What did we learn from predicting song popularity?
A recent data science competition focused on whether one could predict the success of a Taylor Swift song from less than half a second of audio. One sample sounded like:
The objective was to predict whether that clip (and some 20k others) came from a popular song, or not. As mentioned in a previous post this is a case where there aren't descriptive elements that "make sense" - no genre, gender, demographics, contact history, or anything that marketers typically rely on to help them understand what is going on. Just 3,300 numbers - for the audio among you, down-sampled to 11k.
The winning models got to above 99% accuracy which sounds a bit to good to be true. While technically correct there are some interesting lessons to be learned.
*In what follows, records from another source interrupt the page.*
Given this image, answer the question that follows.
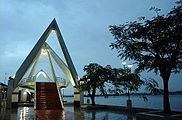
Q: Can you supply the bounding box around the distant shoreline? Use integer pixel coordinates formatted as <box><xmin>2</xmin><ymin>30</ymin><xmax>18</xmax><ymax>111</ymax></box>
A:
<box><xmin>64</xmin><ymin>91</ymin><xmax>182</xmax><ymax>97</ymax></box>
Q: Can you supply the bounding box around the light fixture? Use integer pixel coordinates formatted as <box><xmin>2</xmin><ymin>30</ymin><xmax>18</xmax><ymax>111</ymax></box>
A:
<box><xmin>128</xmin><ymin>64</ymin><xmax>133</xmax><ymax>68</ymax></box>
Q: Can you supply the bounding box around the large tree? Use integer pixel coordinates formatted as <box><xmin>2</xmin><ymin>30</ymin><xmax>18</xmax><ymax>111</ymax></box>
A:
<box><xmin>109</xmin><ymin>4</ymin><xmax>182</xmax><ymax>113</ymax></box>
<box><xmin>80</xmin><ymin>63</ymin><xmax>111</xmax><ymax>105</ymax></box>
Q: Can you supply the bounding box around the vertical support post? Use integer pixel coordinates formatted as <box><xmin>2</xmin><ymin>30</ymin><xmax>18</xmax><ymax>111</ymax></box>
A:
<box><xmin>46</xmin><ymin>50</ymin><xmax>57</xmax><ymax>82</ymax></box>
<box><xmin>7</xmin><ymin>79</ymin><xmax>14</xmax><ymax>109</ymax></box>
<box><xmin>74</xmin><ymin>86</ymin><xmax>80</xmax><ymax>107</ymax></box>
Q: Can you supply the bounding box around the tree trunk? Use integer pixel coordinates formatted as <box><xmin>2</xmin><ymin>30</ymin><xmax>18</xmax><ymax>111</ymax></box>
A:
<box><xmin>91</xmin><ymin>96</ymin><xmax>95</xmax><ymax>105</ymax></box>
<box><xmin>163</xmin><ymin>78</ymin><xmax>171</xmax><ymax>113</ymax></box>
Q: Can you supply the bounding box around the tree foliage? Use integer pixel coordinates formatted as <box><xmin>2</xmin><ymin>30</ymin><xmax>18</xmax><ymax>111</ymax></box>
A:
<box><xmin>81</xmin><ymin>63</ymin><xmax>111</xmax><ymax>105</ymax></box>
<box><xmin>109</xmin><ymin>4</ymin><xmax>182</xmax><ymax>113</ymax></box>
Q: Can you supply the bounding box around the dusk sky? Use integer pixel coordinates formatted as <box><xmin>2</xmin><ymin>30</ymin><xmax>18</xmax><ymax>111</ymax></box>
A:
<box><xmin>0</xmin><ymin>0</ymin><xmax>182</xmax><ymax>94</ymax></box>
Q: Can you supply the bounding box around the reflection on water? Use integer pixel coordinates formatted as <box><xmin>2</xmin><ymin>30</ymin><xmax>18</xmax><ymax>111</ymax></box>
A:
<box><xmin>0</xmin><ymin>106</ymin><xmax>135</xmax><ymax>120</ymax></box>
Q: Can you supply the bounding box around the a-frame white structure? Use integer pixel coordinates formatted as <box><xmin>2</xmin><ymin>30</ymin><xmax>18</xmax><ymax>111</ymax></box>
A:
<box><xmin>7</xmin><ymin>19</ymin><xmax>80</xmax><ymax>108</ymax></box>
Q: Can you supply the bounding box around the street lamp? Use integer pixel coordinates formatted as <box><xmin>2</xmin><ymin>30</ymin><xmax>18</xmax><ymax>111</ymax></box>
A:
<box><xmin>122</xmin><ymin>62</ymin><xmax>133</xmax><ymax>110</ymax></box>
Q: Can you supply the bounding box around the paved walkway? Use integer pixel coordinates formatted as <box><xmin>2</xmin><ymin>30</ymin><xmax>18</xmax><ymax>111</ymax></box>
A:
<box><xmin>35</xmin><ymin>110</ymin><xmax>91</xmax><ymax>120</ymax></box>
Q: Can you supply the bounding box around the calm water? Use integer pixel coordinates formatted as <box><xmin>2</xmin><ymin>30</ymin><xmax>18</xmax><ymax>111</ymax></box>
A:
<box><xmin>64</xmin><ymin>95</ymin><xmax>182</xmax><ymax>111</ymax></box>
<box><xmin>0</xmin><ymin>95</ymin><xmax>182</xmax><ymax>120</ymax></box>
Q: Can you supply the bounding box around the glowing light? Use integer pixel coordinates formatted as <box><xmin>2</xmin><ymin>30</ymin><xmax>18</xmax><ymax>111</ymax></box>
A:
<box><xmin>128</xmin><ymin>64</ymin><xmax>133</xmax><ymax>68</ymax></box>
<box><xmin>122</xmin><ymin>62</ymin><xmax>126</xmax><ymax>65</ymax></box>
<box><xmin>23</xmin><ymin>91</ymin><xmax>27</xmax><ymax>95</ymax></box>
<box><xmin>41</xmin><ymin>48</ymin><xmax>47</xmax><ymax>55</ymax></box>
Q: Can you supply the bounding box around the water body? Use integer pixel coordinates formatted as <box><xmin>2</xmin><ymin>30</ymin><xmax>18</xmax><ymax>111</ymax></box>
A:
<box><xmin>64</xmin><ymin>95</ymin><xmax>182</xmax><ymax>111</ymax></box>
<box><xmin>0</xmin><ymin>95</ymin><xmax>182</xmax><ymax>120</ymax></box>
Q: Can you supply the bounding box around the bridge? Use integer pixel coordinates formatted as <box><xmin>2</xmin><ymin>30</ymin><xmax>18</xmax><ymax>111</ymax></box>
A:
<box><xmin>7</xmin><ymin>19</ymin><xmax>83</xmax><ymax>110</ymax></box>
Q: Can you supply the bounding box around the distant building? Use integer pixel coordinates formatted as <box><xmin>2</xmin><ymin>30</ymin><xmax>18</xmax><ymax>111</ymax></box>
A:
<box><xmin>0</xmin><ymin>83</ymin><xmax>8</xmax><ymax>108</ymax></box>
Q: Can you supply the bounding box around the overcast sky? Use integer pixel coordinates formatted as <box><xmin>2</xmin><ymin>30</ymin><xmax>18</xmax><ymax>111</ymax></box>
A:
<box><xmin>0</xmin><ymin>0</ymin><xmax>182</xmax><ymax>94</ymax></box>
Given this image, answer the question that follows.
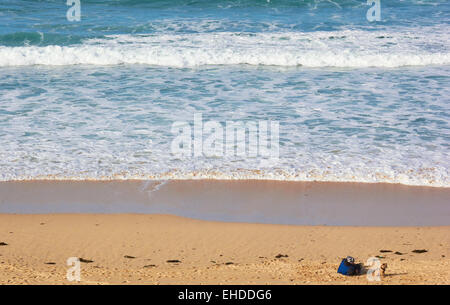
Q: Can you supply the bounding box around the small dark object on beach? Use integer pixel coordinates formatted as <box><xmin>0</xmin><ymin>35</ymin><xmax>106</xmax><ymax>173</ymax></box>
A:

First, by rethinking the problem as a segmentation problem rather than individual estimates the results got a lot better. That is, by grouping clips based on their similarity the accuracy improved - this is no different than targeting audiences as opposed to specific individuals.
Second, simple models tended to work as well as complex. In this case, accuracy mattered so effort was put on improving that as much as possible. But there are times when good enough is, well, good enough. It turns out that a simple model of "how similar is this clip to its nearest neighbor" worked very well. With this challenge, that makes sense, pop songs are similar across their 3-4 minutes. After the competition I tried some really, really simple (and possibly stupid ideas) and did better than my official submission. Don't over think it.
Third, we needed to take a step back and align technique with problem. The same data and the same logic resulted in different results based simply on the approach taken. Always use two or more methods.
A big thanx to Devin Diderickson for posting his approach and thought process. (He finished second, I finished sixth).